As ordered reported by the House Committee on Financial Services on June 7, 2018
Summary
Under current law, shareholders’ proposals may be excluded from the proxy statements of publicly traded companies if the proposals are substantially the same as others presented for a vote within the previous five years. If a proposal fails to receive 3 percent support in a first vote, 6 percent on the second, or 10 percent after the third vote in a five-year period, the company may exclude it. H.R. 5756 would raise those thresholds to 6 percent, 15 percent, and 30 percent, respectively.
Using information from the Securities and Exchange Commission (SEC) on the costs of similar activities, CBO estimates that implementing H.R. 5756 would cost less than $500,000 for the agency to amend its rules. However, the SEC is authorized to collect fees sufficient to offset its annual appropriation; therefore, CBO estimates that the net effect on discretionary spending would be negligible, assuming appropriation actions consistent with that authority.
Enacting
CBO estimates that enacting H.R. 5756 would not increase net direct spending or on-budget deficits in any of the four consecutive 10-year periods beginning in 2029.
H.R. 5756 contains no intergovernmental mandates as defined in the Unfunded Mandate Reform Act (UMRA) and would not affect the budgets of state, local, or tribal governments.
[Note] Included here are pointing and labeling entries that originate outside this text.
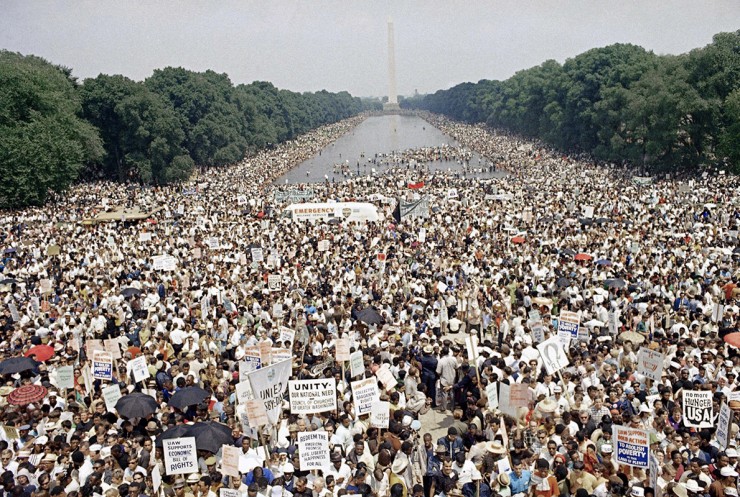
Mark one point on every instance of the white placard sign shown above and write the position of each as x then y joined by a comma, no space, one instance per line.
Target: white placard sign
180,456
313,450
365,393
312,396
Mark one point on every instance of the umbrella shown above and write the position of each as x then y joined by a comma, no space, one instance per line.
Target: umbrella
176,431
17,365
128,292
136,405
369,316
27,394
632,336
188,396
210,436
42,352
733,339
615,283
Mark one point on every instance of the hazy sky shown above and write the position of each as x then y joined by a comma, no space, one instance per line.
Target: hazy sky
309,45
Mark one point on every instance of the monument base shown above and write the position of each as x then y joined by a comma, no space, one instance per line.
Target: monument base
391,108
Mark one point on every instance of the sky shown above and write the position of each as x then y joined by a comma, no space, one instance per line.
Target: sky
341,45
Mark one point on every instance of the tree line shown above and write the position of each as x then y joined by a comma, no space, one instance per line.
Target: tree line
55,130
620,103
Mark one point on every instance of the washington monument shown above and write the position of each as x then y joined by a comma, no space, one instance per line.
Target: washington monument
392,104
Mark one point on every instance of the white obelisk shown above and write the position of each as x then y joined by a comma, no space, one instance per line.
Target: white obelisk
392,93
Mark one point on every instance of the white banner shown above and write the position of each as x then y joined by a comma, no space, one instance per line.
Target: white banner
312,396
269,384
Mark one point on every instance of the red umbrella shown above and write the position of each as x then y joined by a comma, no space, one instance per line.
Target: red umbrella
733,339
27,394
42,352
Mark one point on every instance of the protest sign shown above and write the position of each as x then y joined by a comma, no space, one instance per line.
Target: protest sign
380,415
698,411
553,355
313,450
256,413
111,394
492,394
230,460
341,349
650,363
723,425
180,456
356,363
102,365
632,446
365,393
269,384
139,368
312,396
519,395
569,322
65,377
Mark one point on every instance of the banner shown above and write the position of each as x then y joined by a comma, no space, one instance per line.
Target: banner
698,411
312,396
380,416
632,446
180,456
313,450
569,322
650,363
356,363
365,393
269,384
102,365
723,425
553,355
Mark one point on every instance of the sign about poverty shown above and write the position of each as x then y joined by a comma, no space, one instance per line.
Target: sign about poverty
632,446
697,408
650,363
269,385
569,322
180,456
553,355
312,396
102,365
313,450
365,393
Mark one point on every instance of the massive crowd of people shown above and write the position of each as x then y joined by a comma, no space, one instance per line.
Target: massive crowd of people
646,264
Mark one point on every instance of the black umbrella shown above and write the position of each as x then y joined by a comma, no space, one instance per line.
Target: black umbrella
369,316
615,283
128,292
210,436
188,396
176,431
17,365
136,405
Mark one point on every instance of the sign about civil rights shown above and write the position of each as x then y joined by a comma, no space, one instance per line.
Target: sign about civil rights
698,410
312,396
180,456
632,446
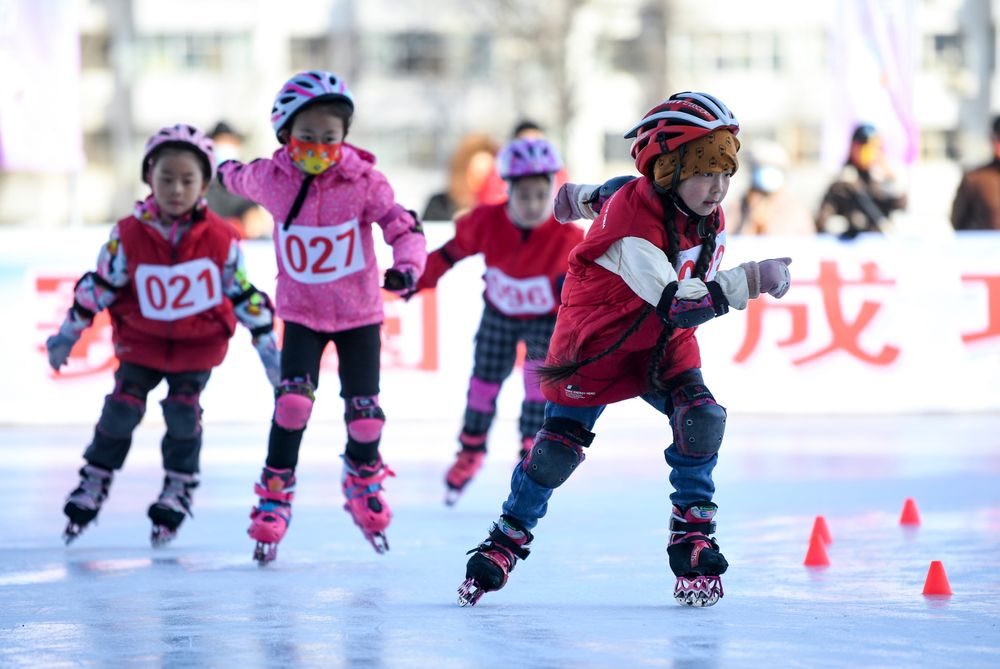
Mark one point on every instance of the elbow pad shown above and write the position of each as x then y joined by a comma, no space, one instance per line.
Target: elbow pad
691,313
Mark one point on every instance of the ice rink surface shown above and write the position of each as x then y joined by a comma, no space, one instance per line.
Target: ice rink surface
596,591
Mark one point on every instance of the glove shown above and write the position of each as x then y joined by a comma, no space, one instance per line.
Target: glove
775,278
267,348
571,200
58,346
400,281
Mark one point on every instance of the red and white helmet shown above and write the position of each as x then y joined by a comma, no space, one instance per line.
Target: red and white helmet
304,88
528,157
680,119
185,135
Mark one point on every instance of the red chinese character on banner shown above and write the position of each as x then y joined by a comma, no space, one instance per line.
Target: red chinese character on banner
992,282
844,333
83,361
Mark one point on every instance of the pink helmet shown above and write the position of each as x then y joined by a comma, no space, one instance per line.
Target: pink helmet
528,157
304,88
680,119
185,136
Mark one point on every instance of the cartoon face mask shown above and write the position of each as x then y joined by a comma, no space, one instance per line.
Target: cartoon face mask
313,157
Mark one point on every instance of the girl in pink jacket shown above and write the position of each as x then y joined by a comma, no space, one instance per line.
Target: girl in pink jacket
324,195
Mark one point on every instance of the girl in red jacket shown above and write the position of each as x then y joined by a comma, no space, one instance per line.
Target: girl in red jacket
173,279
640,283
525,250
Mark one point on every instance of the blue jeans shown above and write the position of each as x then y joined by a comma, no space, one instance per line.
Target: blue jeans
690,476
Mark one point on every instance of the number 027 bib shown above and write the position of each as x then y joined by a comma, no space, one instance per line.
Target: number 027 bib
321,255
172,292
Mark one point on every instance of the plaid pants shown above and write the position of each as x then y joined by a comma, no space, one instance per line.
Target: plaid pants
495,354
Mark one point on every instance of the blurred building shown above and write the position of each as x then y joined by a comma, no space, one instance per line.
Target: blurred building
425,73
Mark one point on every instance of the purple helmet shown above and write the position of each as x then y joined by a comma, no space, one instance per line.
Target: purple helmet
528,157
182,135
304,88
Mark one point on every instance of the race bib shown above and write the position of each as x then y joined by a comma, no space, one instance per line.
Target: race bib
172,292
519,297
321,255
686,259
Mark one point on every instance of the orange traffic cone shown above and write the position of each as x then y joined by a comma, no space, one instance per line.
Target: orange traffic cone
937,580
820,528
816,555
910,515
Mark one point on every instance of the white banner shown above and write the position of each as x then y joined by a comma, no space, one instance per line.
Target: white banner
876,326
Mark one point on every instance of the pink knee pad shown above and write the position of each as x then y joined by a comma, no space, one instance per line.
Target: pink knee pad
293,406
483,395
365,419
532,389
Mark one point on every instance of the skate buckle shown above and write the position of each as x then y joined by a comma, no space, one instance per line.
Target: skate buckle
698,591
470,592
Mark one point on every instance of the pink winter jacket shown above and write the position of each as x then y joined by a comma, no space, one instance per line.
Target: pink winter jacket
327,276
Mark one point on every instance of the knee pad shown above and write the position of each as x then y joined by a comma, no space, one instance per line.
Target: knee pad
698,421
557,451
182,414
120,415
483,395
364,418
532,388
293,404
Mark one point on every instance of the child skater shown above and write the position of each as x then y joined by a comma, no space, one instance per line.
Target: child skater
325,195
172,277
525,250
640,283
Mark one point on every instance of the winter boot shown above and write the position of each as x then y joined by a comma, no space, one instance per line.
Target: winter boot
494,559
694,556
362,485
85,501
270,518
168,512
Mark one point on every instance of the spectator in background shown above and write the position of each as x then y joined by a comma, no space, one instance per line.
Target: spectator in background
865,194
471,166
768,207
977,200
249,219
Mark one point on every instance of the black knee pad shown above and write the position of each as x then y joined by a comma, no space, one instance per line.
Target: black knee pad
120,415
698,421
557,451
182,414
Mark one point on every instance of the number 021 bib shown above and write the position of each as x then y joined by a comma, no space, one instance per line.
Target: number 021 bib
321,255
172,292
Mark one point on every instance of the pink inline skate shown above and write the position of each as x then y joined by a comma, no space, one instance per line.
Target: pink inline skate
362,484
694,556
270,518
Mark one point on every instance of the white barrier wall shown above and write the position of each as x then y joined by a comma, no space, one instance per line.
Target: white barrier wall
875,326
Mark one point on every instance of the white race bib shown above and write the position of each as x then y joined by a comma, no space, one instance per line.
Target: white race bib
172,292
321,255
519,297
686,259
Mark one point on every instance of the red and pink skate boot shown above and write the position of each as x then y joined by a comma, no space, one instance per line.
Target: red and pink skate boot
694,556
270,518
468,462
362,484
494,559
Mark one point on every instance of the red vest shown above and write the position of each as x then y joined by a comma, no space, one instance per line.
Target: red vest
598,307
172,316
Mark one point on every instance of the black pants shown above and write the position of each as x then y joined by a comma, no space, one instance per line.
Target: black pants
125,406
359,353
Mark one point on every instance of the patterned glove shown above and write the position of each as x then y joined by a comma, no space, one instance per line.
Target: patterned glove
267,348
775,278
58,346
401,281
571,200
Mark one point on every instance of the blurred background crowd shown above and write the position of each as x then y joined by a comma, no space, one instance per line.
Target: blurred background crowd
856,115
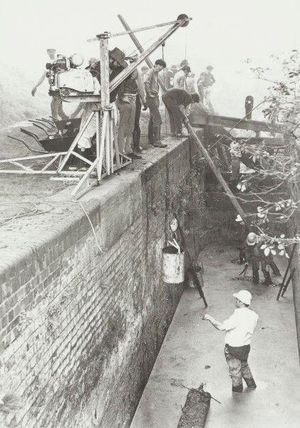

If the SEC increased fees to offset the costs of amending its rules, H.R. 5756 would increase the cost of an existing mandate on private entities required to pay those fees. Using information from the SEC, CBO estimates that such an increase would amount to no more than $500,000, falling well below the annual threshold for private-sector mandates established in UMRA ($160 million in 2018, adjusted annually for inflation).